My tentative version one artist’s statement is set out below:
I have also produced a short video of the early work I’ve completed on this project. The images included in the video are all digital which have been edited to appear like old photographic plates (to look like Marville’s images of Paris). The idea here is to give the viewer the impression that the images are old and potentially picturesque/anecdotal photographs of London. The truth is quite the opposite as the images show how the old East End is being overwhelmed by high rise steel and glass. The form of presentation also directly references Marville and his documentation of Paris in the 1800s although this point would most probably be lost on most viewers unfamiliar with this work.

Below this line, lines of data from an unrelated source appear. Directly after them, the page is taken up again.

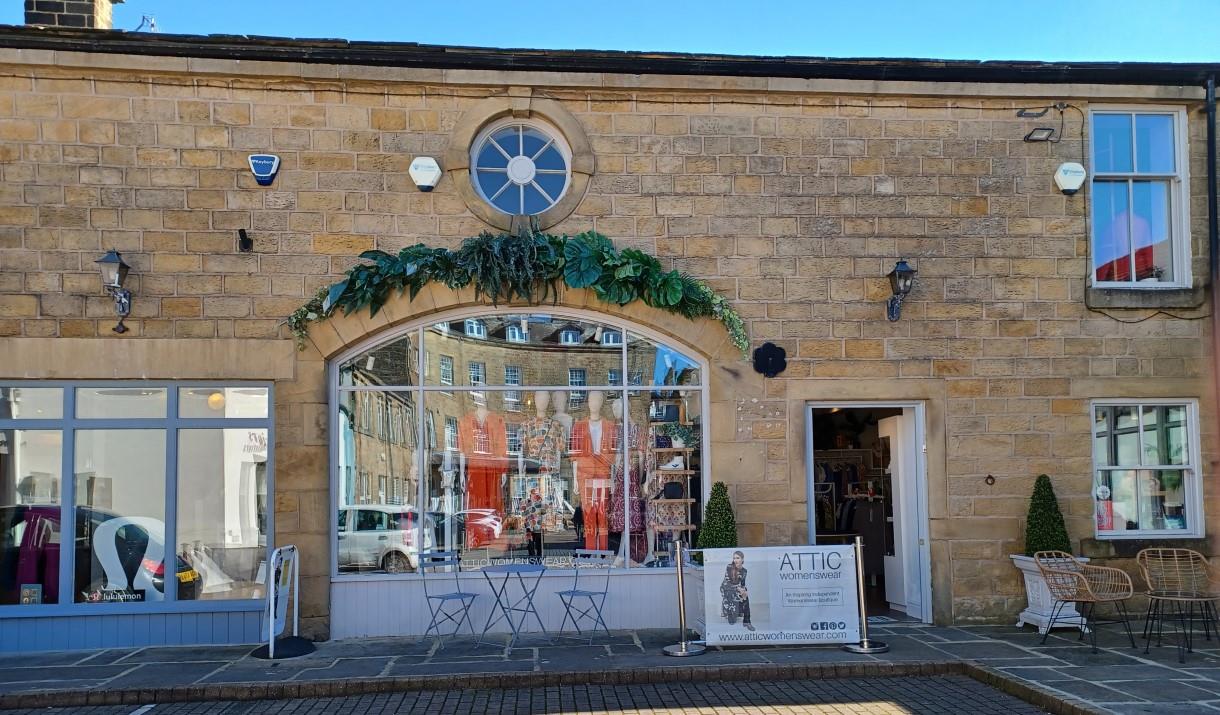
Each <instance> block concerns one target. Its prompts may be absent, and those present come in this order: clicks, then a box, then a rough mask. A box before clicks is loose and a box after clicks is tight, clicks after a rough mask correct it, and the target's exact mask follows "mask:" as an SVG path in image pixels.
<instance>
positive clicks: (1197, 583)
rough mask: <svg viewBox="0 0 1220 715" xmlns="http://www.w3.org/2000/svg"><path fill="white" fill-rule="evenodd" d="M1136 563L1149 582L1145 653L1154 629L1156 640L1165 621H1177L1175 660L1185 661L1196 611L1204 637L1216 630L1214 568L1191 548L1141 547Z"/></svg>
mask: <svg viewBox="0 0 1220 715" xmlns="http://www.w3.org/2000/svg"><path fill="white" fill-rule="evenodd" d="M1136 562H1137V564H1138V565H1139V570H1141V571H1142V572H1143V577H1144V581H1147V582H1148V613H1147V615H1146V617H1144V632H1143V636H1144V639H1146V644H1144V653H1148V650H1149V648H1150V647H1152V634H1153V631H1155V632H1157V641H1158V643H1159V642H1160V639H1161V636H1163V633H1164V625H1165V621H1166V620H1170V621H1171V622H1172V621H1176V622H1177V627H1179V639H1177V648H1179V652H1177V659H1179V660H1180V661H1183V663H1185V661H1186V653H1187V652H1191V650H1193V632H1194V617H1196V611H1198V617H1199V619H1200V620H1202V621H1203V634H1204V637H1205V638H1207V639H1209V641H1210V639H1211V632H1213V631H1215V630H1216V621H1218V617H1216V605H1215V602H1216V600H1218V599H1220V589H1218V588H1216V586H1215V583H1216V572H1215V569H1214V567H1213V566H1211V564H1210V562H1209V561H1208V560H1207V559H1205V558H1204V556H1203V554H1200V553H1198V552H1194V550H1191V549H1166V548H1154V549H1143V550H1142V552H1139V553H1138V554H1136ZM1218 634H1220V633H1218Z"/></svg>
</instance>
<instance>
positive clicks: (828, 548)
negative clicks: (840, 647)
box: [703, 547, 860, 645]
mask: <svg viewBox="0 0 1220 715" xmlns="http://www.w3.org/2000/svg"><path fill="white" fill-rule="evenodd" d="M703 562H704V570H703V575H704V589H703V592H704V639H705V641H706V643H708V644H709V645H792V644H797V645H800V644H806V645H813V644H820V643H856V642H859V641H860V602H859V598H858V594H856V576H855V570H856V564H855V549H853V548H852V547H763V548H744V549H704V552H703Z"/></svg>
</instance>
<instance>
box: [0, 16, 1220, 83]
mask: <svg viewBox="0 0 1220 715" xmlns="http://www.w3.org/2000/svg"><path fill="white" fill-rule="evenodd" d="M0 48H7V49H27V50H51V51H68V52H94V54H120V55H143V56H161V57H189V59H213V60H244V61H254V60H257V61H271V62H301V63H325V65H355V66H381V67H414V68H432V70H501V71H531V72H605V73H620V74H683V76H720V77H725V76H728V77H759V78H769V77H773V78H797V79H864V81H874V82H881V81H886V82H959V83H965V82H978V83H994V84H1030V83H1049V84H1066V83H1082V84H1144V85H1163V87H1164V85H1169V87H1199V85H1200V84H1203V83H1204V82H1207V79H1208V77H1210V76H1214V74H1215V73H1216V72H1220V65H1215V63H1172V62H1033V61H987V62H982V61H969V60H927V59H881V57H783V56H739V55H712V54H680V52H627V51H608V50H538V49H495V48H470V46H449V45H427V44H417V43H370V41H349V40H336V39H292V38H270V37H246V35H174V34H148V33H129V32H121V31H89V29H68V28H45V27H37V26H35V27H29V26H0Z"/></svg>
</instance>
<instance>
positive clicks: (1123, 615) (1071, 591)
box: [1033, 552, 1136, 653]
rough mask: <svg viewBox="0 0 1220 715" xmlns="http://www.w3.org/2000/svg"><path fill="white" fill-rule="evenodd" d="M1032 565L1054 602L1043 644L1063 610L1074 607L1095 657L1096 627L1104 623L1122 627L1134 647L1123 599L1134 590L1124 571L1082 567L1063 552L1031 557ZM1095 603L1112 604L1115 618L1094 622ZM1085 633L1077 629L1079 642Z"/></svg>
mask: <svg viewBox="0 0 1220 715" xmlns="http://www.w3.org/2000/svg"><path fill="white" fill-rule="evenodd" d="M1033 561H1035V564H1037V565H1038V571H1041V572H1042V577H1043V578H1044V580H1046V582H1047V588H1048V589H1049V591H1050V595H1052V597H1053V598H1054V599H1055V605H1054V608H1053V609H1052V611H1050V622H1049V623H1047V632H1046V633H1043V636H1042V642H1043V643H1046V642H1047V637H1049V636H1050V628H1053V627H1054V625H1055V620H1057V619H1058V617H1059V615H1060V614H1061V613H1063V609H1064V606H1066V605H1068V604H1070V603H1075V604H1077V605H1080V606H1081V617H1082V620H1083V622H1085V623H1087V625H1088V628H1087V630H1088V633H1089V641H1091V642H1092V645H1093V653H1097V626H1100V625H1105V623H1122V627H1124V628H1126V631H1127V639H1129V641H1131V647H1132V648H1135V647H1136V639H1135V636H1133V634H1132V633H1131V623H1130V622H1129V621H1127V608H1126V599H1129V598H1131V595H1132V594H1133V593H1135V587H1133V586H1132V584H1131V577H1130V576H1127V575H1126V572H1125V571H1122V570H1121V569H1113V567H1110V566H1093V565H1091V564H1083V562H1081V561H1077V560H1076V559H1075V558H1072V555H1071V554H1068V553H1065V552H1038V553H1037V554H1035V555H1033ZM1099 603H1113V604H1114V608H1115V610H1116V611H1118V617H1116V619H1110V620H1105V621H1102V620H1097V617H1096V615H1097V614H1096V611H1097V604H1099ZM1085 630H1086V628H1085V627H1083V626H1081V631H1080V637H1081V638H1083V637H1085Z"/></svg>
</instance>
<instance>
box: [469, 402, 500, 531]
mask: <svg viewBox="0 0 1220 715" xmlns="http://www.w3.org/2000/svg"><path fill="white" fill-rule="evenodd" d="M458 449H459V451H461V453H462V454H464V455H465V456H466V509H472V510H473V509H484V510H486V509H490V510H493V511H495V516H497V517H499V519H504V493H503V489H501V488H500V481H501V478H503V476H504V472H505V471H506V470H508V466H509V459H508V458H509V438H508V432H506V431H505V426H504V417H501V416H499V415H497V414H495V412H487V416H486V417H484V419H483V420H482V421H479V419H478V412H477V411H475V412H471V414H468V415H466V416H465V417H462V419H461V420H460V421H459V422H458ZM488 521H490V520H487V519H482V517H479V516H478V515H467V517H466V547H467V548H471V549H475V548H478V547H481V545H483V544H487V543H489V542H490V541H492V539H494V538H495V531H494V530H493V528H492V527H490V526H489V525H488V523H487V522H488Z"/></svg>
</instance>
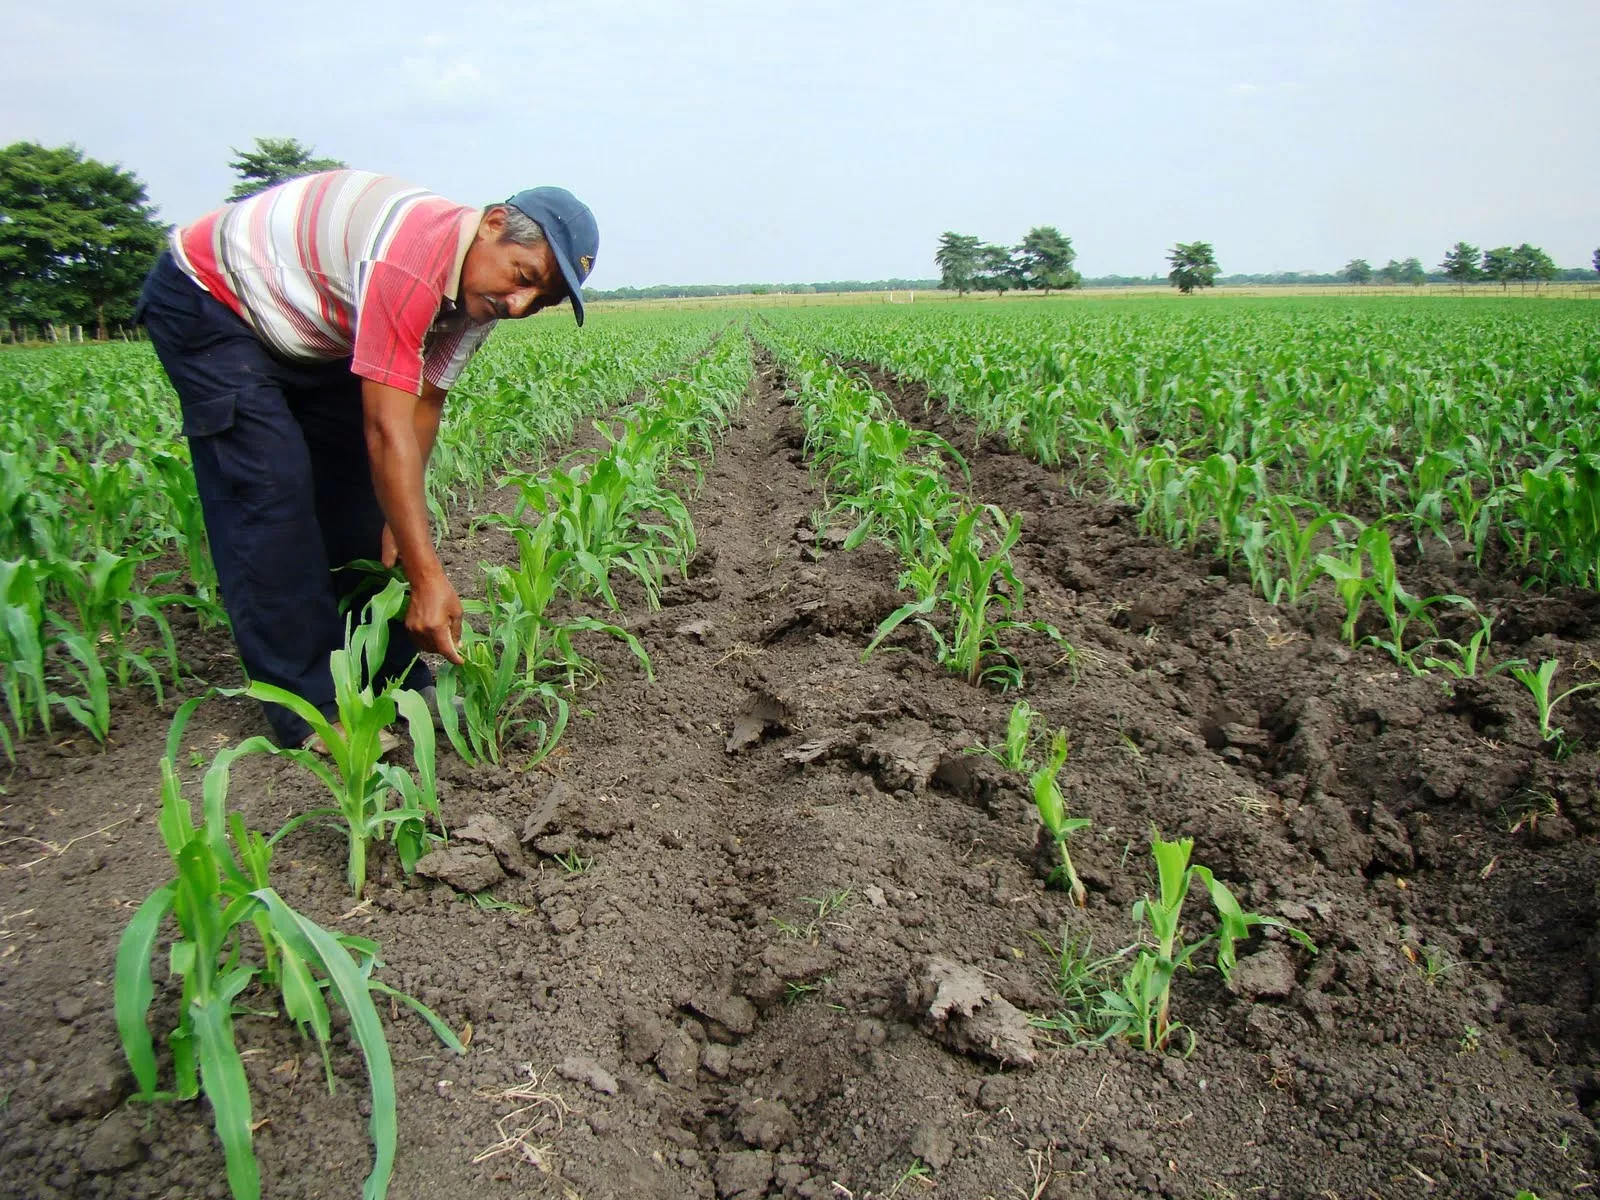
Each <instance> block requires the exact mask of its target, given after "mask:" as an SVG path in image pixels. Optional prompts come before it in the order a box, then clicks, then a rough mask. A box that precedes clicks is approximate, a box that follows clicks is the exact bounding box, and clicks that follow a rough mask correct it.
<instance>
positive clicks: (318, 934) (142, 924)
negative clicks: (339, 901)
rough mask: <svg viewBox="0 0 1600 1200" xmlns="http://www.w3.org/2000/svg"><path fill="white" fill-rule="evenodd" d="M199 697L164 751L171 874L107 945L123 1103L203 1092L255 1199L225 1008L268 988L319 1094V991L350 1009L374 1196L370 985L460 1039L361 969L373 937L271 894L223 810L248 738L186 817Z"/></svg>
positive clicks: (391, 1161)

The images were all shot on a handheld Sony A7s – a full frame but small digital camera. This camera is designed to produce high quality images at high iso, enabling hand held images to be produced in low light conditions. All have been taken with an Voightlander Super Wide-Heliar 15mm (version 1). This extreme wide angle lens enables me to capture a broad scene from close up – essential to the concept where I am attempting to show how large buildings are being constructed close to older houses, warehouses and shops. It does suffer however from optical aberration problems at the corners due to field curvature issues. This means that whilst the centre of the images is pretty sharp the corners are soft and a little distorted. In Marville’s day lens technology was at an early stage of development so this kind of problem might well have occurred (depending on the lenses he used). As such I am relatively happy with these imperfections.
In contrast to ‘Lifting the Curtain’ the images include people, as they are shot in daytime. However, due to the extreme wide angle of the lens I have been using the people look small, and are dominated by the buildings. This is a deliberate strategy to represent people as just small cogs in the larger ‘machine’ of redevelopment and gentrification.